Let’s be honest, commencement is a long, arduous, sweaty and smelly process – seating is limited, parking is scarce, patience is thin and sanity takes a break for the weekend. Few things make the ceremony feel more like a slow death march than a bad graduation speaker.
Consider the implications of a bad commencement speaker. Here we are, impending graduates, faced with the reality that our college days are over. All we want to do is hear something to make us feel less nauseated during the ceremony. So what makes a good speaker?

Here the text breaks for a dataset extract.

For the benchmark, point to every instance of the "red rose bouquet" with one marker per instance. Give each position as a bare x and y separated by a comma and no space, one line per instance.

Some people prefer speakers with a good head on their shoulders. Intellectuals like Jeopardy champion Ken Jennings could discuss just about any topic from 16th century Scandanavian footwear to his uncomfortable relationship with Jeopardy host Alex Trebek. Others prefer activists like Bono, who could really inform everyone about the horrors of famine and the wonders of wraparound sunglasses.
Lance Armstrong could talk about courage and determination, and everyone would appreciate the LiveStrong graduation bracelets.
Most people prefer a good laugh, however. Certainly Loyola could do well to bring in Will Ferrell or Jerry Seinfeld or Jon Stewart – all of whom have been commencement speakers before. Or we could bring in some fresh faces, people like Chris Rock or the staff of “The Onion.”
And for an inspiring speech, Stephen King could drop by and tell of the graduates’ impending deaths, as he’s done at graduations before.
While these choices might be pipe dreams, The Maroon hopes that the administration will choose an engaging, intelligent speaker.